Over the years a few duplicates were added to our data tables as a result of spelling mistakes. So for example someone misspelled the name and instead of O'leary wrote Oleary. Our system thinks its a totally different name and does not complain about it, however in most cases its the same contact entered twice(I didn't build this system).
Now what I want to do is remove all of these duplicates, but I am having hard time building a query to display them all. I did experiment with UTL_MATCH and wrote a query that would return all similar names if I supply the name.
select first_name from customers
where UTL_MATCH.edit_distance_similarity(first_name,'Oleary') > 60
order by first_name;
Something like this would technically work.

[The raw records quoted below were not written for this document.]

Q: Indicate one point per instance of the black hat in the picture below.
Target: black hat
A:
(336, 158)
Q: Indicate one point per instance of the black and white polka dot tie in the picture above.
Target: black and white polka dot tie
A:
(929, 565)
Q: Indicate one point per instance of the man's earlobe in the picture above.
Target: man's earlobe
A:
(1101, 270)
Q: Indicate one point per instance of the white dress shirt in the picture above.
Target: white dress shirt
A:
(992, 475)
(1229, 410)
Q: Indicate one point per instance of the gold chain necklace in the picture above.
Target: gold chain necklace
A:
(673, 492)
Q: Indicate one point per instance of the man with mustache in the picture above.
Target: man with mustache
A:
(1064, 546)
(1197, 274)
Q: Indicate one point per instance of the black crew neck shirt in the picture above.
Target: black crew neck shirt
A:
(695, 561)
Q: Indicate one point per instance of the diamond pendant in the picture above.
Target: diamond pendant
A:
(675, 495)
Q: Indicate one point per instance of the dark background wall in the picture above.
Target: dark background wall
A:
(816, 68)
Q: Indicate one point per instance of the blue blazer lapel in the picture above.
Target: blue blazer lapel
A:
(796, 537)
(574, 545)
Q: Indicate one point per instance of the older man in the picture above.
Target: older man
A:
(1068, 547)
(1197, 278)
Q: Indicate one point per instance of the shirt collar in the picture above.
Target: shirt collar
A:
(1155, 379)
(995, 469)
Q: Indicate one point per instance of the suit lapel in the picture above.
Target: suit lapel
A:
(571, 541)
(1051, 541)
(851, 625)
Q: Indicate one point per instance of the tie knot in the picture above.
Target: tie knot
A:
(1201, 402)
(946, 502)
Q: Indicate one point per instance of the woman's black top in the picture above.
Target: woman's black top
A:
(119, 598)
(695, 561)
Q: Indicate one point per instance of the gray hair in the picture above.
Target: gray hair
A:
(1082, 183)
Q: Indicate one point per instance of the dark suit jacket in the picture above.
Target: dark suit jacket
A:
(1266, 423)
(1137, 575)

select c1.first_name, c2.first_name from customers c1 cross join customers c2 where utl_match.edit_distance_similarity( c1.first_name, c2.first_name ) > 60 order by c1.first_name
However, it would be extremely slow unless your
customers table happens to be very (very) small since you're comparing every row in the
customers table against every other row in the table (and your edit distance similarity cut-off is pretty low). In order to make that faster, you're probably going to have to make assumptions about your data or do something else that can be a preliminary filter. For example, if you assume that any duplicates start with the same first character or the same first few characters ignoring punctuation, then you can dramatically decrease the number of pairs that need to be matched at the risk of missing the fact that "Kustin" may be a typo duplicate of "Justin" where the first character is different. Requiring that
c2.customer_id > c1.customer_id would be another reasonable filter to consider assuming that you don't need every pair duplicated (i.e. a "Kustin/ Justin" row can exist without the equivalent "Justin/ Kustin" row).